# Thicket Nsight Compute Reader: Thicket Tutorial

Nsight Compute (NCU) is a performance profiler for NVIDIA GPUs. NCU report files do not have a calltree, but with the NVTX Caliper service we can forward Caliper annotations to NCU. By profiling the same executable with a calltree profiler like Caliper, we can map the NCU data to the calltree profile and create a Thicket object. 

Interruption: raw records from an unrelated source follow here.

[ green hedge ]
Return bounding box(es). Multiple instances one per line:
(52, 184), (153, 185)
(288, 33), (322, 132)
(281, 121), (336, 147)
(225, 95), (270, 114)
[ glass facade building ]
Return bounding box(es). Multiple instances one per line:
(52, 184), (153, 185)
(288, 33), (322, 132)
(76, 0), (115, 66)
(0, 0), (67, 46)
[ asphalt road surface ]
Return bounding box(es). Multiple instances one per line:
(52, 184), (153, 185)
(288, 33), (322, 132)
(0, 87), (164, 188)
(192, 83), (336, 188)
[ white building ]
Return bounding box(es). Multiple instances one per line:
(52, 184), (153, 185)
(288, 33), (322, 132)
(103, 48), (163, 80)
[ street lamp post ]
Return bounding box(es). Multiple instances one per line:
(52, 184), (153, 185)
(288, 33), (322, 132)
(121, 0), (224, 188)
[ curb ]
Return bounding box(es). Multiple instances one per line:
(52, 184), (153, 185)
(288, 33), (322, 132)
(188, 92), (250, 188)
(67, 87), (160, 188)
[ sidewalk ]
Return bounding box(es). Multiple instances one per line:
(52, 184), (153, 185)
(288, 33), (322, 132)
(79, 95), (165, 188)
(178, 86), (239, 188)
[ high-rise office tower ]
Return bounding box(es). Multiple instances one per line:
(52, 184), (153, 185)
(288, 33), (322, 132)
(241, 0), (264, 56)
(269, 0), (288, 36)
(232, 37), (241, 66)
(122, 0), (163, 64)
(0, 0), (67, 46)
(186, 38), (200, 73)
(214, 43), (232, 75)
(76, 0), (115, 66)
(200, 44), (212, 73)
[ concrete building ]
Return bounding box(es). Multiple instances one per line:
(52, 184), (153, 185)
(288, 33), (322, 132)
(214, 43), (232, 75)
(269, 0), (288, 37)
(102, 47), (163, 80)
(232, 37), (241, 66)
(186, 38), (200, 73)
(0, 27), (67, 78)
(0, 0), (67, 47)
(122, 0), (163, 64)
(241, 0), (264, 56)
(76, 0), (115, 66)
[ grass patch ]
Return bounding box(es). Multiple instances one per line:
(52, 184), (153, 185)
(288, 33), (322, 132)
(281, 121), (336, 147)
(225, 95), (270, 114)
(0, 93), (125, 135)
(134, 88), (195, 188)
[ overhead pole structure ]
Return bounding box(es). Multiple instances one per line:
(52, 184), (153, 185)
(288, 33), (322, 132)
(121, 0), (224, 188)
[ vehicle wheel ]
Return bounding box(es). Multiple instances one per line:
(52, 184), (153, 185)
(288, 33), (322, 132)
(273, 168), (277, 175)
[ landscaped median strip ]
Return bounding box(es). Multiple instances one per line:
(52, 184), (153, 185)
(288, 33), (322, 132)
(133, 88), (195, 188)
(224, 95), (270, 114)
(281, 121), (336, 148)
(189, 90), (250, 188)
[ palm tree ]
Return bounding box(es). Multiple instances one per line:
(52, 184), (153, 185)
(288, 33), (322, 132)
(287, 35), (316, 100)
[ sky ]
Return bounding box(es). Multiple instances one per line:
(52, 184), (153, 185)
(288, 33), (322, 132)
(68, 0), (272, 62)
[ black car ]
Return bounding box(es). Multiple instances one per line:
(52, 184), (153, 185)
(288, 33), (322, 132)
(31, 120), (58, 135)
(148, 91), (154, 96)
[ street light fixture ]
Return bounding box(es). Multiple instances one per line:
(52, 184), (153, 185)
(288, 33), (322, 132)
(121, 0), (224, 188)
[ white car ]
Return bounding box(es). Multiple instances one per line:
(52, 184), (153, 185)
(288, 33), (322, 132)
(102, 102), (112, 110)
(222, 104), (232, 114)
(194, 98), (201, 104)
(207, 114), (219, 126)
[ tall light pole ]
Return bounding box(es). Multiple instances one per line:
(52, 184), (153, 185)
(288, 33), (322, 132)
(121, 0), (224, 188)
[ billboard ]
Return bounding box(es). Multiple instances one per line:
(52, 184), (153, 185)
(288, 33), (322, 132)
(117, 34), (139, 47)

**NOTE: An interactive version of this notebook is available in the Binder environment.**

[![Binder](https://mybinder.org/badge_logo.svg)](https://mybinder.org/v2/gh/llnl/thicket-tutorial/develop)

***

## 1. Import Necessary Packages

The Thicket NCU reader requires an existing install of Nsight Compute, and the `extras/python` directory in the Nsight Compute installation directory must be added to the `PYTHONPATH`. We use `sys.path.append` to add the path to the `PYTHONPATH` in this notebook. If you are not on a Livermore Computing system, you must change this path to match your install of Nsight Compute.

In [1]:
import sys

sys.path.append("/usr/tce/packages/nsight-compute/nsight-compute-2023.2.2/extras/python")

from IPython.display import display
from IPython.display import HTML

import thicket as tt

display(HTML("<style>.container { width:80% !important; }</style>"))



## 2. The Dataset

The dataset we are using comes from a profile of the RAJA Performance Suite on Lassen. We profile the `block_128` tuning of the `Base_CUDA`, `Lambda_CUDA`, and `RAJA_CUDA` variants, while varying the problem size for 1 million and 2 million. The calltree profiles come from the CUDA Activity Profile Caliper configuration. By changing the `variant` argument in the following cell, we can look at NCU data for different variants.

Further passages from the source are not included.